MySQL Binlog Events Use case and Examples

This is in continuation to the previous post, if you have not read that, I would advise you to go through that before continue reading.
I discussed about three use cases in my last post, here I will explain them in detail.

  1.  Extracting data from a binary log file:
    The binary log file is full of information, but what if you want selected info, for example:

    • printing the timestamp for every event in the binary log file.
    • extracting the event types of all the events occurring in the binary log file.

    And any other such data from an event in real time.
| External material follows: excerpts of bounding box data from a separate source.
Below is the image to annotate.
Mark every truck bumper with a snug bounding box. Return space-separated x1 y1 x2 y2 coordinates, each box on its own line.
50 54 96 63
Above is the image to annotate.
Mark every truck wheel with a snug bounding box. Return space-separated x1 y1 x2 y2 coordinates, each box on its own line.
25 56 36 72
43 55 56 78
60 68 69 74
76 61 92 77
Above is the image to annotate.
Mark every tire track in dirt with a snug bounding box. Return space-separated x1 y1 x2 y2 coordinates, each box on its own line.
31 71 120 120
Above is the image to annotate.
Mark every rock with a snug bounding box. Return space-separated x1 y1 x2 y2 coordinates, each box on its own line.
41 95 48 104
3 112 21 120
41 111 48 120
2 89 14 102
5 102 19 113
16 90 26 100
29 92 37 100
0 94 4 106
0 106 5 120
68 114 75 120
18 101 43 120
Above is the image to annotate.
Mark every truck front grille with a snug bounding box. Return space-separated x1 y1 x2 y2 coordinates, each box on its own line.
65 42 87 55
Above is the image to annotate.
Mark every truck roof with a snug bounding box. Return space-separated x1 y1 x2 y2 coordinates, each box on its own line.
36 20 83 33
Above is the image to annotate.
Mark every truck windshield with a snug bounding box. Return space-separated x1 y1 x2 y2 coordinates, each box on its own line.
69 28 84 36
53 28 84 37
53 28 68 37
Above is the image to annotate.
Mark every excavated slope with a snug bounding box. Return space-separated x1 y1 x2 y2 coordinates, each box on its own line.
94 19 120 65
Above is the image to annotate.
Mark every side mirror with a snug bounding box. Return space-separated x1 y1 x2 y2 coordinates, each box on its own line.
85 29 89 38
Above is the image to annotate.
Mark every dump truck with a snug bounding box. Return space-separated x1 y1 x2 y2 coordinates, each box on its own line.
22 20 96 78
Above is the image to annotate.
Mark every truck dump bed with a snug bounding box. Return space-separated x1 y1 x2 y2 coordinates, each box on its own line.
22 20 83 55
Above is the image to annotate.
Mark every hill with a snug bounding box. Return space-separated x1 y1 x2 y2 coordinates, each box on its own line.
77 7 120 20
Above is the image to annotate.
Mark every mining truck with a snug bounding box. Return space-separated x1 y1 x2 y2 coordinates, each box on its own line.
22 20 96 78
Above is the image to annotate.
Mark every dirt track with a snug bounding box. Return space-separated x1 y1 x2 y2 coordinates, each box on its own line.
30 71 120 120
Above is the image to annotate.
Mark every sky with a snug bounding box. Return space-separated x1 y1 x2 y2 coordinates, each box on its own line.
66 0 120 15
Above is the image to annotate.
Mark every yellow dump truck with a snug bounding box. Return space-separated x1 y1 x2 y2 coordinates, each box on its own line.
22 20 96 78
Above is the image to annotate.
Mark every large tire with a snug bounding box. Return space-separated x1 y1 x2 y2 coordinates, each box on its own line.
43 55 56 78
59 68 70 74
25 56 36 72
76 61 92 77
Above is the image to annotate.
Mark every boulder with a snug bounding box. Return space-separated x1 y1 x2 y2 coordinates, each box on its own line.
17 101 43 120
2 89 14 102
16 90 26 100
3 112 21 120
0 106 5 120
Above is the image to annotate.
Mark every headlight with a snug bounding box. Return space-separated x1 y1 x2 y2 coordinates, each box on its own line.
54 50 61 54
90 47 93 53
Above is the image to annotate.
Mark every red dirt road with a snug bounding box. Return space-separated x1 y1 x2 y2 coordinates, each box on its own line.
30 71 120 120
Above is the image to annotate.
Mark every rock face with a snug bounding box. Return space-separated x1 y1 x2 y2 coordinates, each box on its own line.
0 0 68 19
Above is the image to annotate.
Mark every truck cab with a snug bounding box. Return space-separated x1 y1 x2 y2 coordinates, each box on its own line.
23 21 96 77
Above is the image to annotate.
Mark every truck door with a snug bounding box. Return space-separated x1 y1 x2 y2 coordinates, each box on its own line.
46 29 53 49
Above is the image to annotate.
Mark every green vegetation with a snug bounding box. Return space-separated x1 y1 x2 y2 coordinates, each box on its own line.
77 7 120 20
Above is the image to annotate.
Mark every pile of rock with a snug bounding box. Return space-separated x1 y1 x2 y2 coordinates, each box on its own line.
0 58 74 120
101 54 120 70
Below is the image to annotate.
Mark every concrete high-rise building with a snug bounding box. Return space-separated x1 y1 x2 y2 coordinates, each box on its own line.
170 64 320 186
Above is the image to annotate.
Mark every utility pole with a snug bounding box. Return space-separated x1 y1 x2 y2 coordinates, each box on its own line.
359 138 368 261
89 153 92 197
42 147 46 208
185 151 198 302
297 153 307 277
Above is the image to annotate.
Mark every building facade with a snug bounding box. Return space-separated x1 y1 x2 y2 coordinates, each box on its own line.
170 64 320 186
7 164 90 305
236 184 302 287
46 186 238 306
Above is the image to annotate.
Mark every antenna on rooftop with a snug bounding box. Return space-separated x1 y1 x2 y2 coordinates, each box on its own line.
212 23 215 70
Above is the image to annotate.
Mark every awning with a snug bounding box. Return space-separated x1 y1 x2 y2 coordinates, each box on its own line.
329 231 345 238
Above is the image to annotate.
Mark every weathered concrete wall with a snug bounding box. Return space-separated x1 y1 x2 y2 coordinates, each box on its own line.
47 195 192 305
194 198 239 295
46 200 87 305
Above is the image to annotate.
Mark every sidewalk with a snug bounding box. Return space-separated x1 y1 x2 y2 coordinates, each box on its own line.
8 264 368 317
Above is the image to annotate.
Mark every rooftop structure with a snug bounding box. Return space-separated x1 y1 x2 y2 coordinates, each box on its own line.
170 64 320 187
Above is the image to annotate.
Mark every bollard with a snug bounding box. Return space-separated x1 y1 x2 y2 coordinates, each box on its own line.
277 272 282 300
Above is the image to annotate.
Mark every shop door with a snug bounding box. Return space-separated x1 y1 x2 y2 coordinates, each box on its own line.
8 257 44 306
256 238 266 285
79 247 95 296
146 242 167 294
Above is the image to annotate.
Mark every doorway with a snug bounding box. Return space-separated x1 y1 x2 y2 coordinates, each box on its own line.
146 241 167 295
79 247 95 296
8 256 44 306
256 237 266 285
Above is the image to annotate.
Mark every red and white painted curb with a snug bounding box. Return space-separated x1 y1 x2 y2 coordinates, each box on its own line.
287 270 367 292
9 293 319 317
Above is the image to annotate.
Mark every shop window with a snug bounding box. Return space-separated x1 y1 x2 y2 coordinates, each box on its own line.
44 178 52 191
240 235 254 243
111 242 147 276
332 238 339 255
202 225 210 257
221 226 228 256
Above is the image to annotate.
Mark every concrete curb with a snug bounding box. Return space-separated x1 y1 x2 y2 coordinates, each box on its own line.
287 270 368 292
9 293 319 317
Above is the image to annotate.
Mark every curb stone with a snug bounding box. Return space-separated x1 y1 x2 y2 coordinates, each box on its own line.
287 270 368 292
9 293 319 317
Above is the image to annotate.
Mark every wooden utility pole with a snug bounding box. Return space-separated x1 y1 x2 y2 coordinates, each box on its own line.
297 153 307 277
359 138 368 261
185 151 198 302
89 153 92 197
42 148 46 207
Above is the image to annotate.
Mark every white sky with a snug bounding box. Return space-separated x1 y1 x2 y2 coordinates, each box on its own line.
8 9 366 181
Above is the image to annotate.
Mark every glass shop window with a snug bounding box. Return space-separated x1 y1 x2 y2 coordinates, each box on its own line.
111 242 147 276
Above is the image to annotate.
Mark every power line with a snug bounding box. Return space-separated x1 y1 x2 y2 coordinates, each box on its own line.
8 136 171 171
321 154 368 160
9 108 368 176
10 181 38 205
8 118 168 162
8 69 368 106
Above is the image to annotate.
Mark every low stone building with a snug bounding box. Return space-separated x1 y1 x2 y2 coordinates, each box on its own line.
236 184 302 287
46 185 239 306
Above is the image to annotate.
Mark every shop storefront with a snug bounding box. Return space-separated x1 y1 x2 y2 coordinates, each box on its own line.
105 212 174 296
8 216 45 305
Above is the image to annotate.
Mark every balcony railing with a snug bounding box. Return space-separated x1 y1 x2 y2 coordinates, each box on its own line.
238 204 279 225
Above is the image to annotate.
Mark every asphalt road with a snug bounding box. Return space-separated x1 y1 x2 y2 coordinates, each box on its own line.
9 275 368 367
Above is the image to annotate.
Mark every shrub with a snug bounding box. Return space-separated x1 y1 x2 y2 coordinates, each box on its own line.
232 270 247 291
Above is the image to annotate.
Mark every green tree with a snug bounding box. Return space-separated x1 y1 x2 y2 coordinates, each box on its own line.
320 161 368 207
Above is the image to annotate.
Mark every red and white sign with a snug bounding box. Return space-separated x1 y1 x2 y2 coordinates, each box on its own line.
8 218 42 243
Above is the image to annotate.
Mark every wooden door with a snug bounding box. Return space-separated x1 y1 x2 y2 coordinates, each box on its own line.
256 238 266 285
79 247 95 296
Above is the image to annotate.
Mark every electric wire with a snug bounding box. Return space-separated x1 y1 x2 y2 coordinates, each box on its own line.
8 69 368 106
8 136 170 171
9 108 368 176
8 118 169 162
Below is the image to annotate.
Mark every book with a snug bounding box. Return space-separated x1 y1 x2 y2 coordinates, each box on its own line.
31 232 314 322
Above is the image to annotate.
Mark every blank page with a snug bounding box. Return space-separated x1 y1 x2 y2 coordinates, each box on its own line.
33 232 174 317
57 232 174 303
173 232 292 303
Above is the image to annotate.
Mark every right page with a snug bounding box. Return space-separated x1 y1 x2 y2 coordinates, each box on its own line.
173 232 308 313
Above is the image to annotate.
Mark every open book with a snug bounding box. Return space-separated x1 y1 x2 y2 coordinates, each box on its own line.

Below is some sample code which shows how to do that step by step.

    • Connect to the available transport
      // the base class for both types of transport, the term driver and transport are
      // used interchangeably in code.
      binary_log::system::Binary_log_driver *drv;

      • For tcp transport
        // An example of the uri can be mysql://neha@localhost:3306  drv=binary_log::system::create_transport("user@host:port_no");
      • For file transport
        // The path should be absolute like
        // “/home/neha/binlog/masterbin.000001”
        drv=binary_log::system::create_transport("path of the binary log file");
      • Common code for both transports
        binary_log::Binary_log binlog(drv);
        // This internally calls methods from libmysqlclient library
        binlog.connect();
    • Fetch the stream in a buffer
      // In this pair object the first value will store stream buffer and second value
      // will store length buffer, only one event is received at a time.
      std::pair buffer_buflen;
      // This internally calls methods from libmysqlclient library.
      drv= get_next_event(&buffer_buflen);
    • Decode the buffer and get an event object
      binary_log::Binary_log_event *event; // To store the event object
      // This class contains method to decode all the binary log events
      Decoder decode;

      event= decode.decode_event((char *) buffer_buflen.first, buffer_buflen.second,
      NULL/* char array to store the error message*/, 1)
    • Now that the event object is created, it can be used to extract all the information about that particular event, for example
      std::cout<<”Event Data”<<std::endl;
      std::cout<<”Event type ”<<event->get_event_type()<<std::endl;
      std::cout<<”Data written ”<<event->header()->data_written<<std::endl;
      std::cout<<”Binlog Position ”<<event->header()->log_pos<<std::endl;

    You can see the complete code below.

    Screenshot from 2015-04-21 13:25:28

    The above example will print just one event, if you want to continue reading events, place the code for decoding and printing in a while loop, with breaking condition as per your requirement. If there are no more events left to read, an EOF message will appear in case of file transport.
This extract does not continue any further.